ISIS one year later: No sign of collapse

ISIS does not give any sign of collapse despite the strikes of US led coalition and Iraqi Army's Shiite militia supported ground operations. The militant group has started a new wave of deadly attacks in the summer of 2015

Photo by: Reuters
Photo by: Reuters

Updated Jul 28, 2015

Before the spring of 2015, ISIS’ advancement seemed to slow down. This was attributed to air strikes by the international anti-ISIS coalition aiming to curb the progress of the militant group. At the same time, the Iraqi Army was starting an offensive to re-capture land. But ISIS does not give any sign of collapse. The militant group has escalated violance in the summer of 2015.

The Iraqi government, with help from the US and popular mobilisation forces (militia forces consisting predominantly of Shiite fighters) became successful in re-taking Tikrit from ISIS in April, 2015. Afterwards, while popular expectation was the further advancement of the Iraqi government and Shiite militia forces, their victory over ISIS paused.
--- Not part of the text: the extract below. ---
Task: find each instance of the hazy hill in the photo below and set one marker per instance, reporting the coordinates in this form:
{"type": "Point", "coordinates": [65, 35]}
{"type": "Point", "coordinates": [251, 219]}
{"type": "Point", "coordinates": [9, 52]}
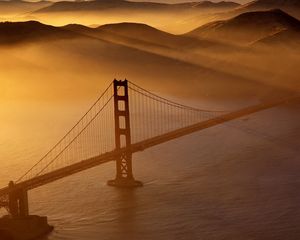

ISIS, on the other hand, embarked on a new wave of expansion.

The capture of Ramadi and Palmyra by ISIS

ISIS’ first target was the city of Ramadi in Iraq’s Anbar province, just 100 kilometres from the capital Baghdad. The group adapted new tactics in warfare and used the natural cloak of sand storms against the threat of air strikes. This tactic literally blinded hi-tech equipment. Without air support, the events on the ground resembled the fall of Mosul as hundreds of police, soldiers and tribal fighters abandoned Ramadi without extensive clashes. On May 16, 2015, Ramadi fell into ISIS control.

The next day, Iraqi Prime Minister Haidar Abadi called on the Shiite militias to help the Iraqi Army with counter attacks in Ramadi. This call started a sectarian controversy because Anbar is a Sunni majority province. Meanwhile, criticism regarding the Iraqi army’s loss of willpower to fight ISIS started surfacing and the policy on how to deal with ISIS came under scrutiny.

On the other side of the border, on May 22, 2015, ISIS captured the Syrian-regime-held Palmyra city. The area also houses the antique city of Palmyra, a UNESCO World Cultural Heritage Site. This was the first time ISIS seized a city directly from the possession of the Syrian army. After this territory capture, Syrian Observation of Human Rights stated that ISIS dominated 50 percent of Syria.

ISIS claimed responsibility for two different Shiite mosque bombings during Friday prayer, in two different countries, Saudi Arabia and Yemen on May 2015. The attacks raised great concern in Saudi Arabia, which began a military operation in Yemen to prevent the Shiite Houthis’ control of the country.

Escalation of ISIS attacks in Middle East and Africa

At the end of May, ISIS launched an offensive in Hasakah, Syria, another regime controlled province. Despite confronting the regime in these two fronts, ISIS forces also began shelling and conducted skirmishes around opposition stronghold in Aleppo city. In a tweet by a US embassy in Syria, it openly accused the Syrian regime of backing ISIS’ advance in Aleppo.

This displays the very complexity of the dynamics in the Syrian Civil War.

ISIS’ attacks in Aleppo significantly slowed down the advances of the opposition forces against the Syrian regime. In the months prior to that, various belligerent opposition factions formed a unity and with coordination, they had made significant advances against Syrian regime forces.  An opposition leader said, “Had it not been for ISIS, Syrians will be in Ramadan month in Qardaha.” referring to the hometown of the Syrian President Bashar Assad, which is another regime stronghold near the Mediterranean coast.

The northern Syrian district of Tal Abyad, which has been held by ISIS since early 2014, captured by the forces of Kurdish People's Protection Units (YPG), the militias of the PYD (Syrian Kurdish Democratic Union Party) on June 15, 2015. YPG militants also seized control of Bridge (Liwa) 93 Airbase in the Raqqa province of Syria after forcing ISIS to retreat deeper into Raqqa on June 22, 2015. But such victories by the YPG did not hinder ISIS’ activities in Northern Syria.

ISIS relaunched an attack on Kobane with two bomb-laden vehicles near the Mursitpinar border gate of Turkey, in the morning of June 25, 2015. More than 100 people were killed and many more wounded. On the same day, ISIS wrestled for control over the western Nashwa district in the north-eastern Hasaka city from Syrian regime forces in overnight fighting.

On June 26, 2015, more than 60 people lost their lives in two attacks carried out by ISIS in two different countries, Tunisia and Kuwait. A car bomb, exploded in a Shiite mosque in Kuwait City, the capital of Kuwait, killing 27 worshipers and wounding 200 more during Friday prayer. On the same day, a gunman opened fire at the beach of a Tunisian hotel, killing 39 people. ISIS claimed responsibility for both attacks.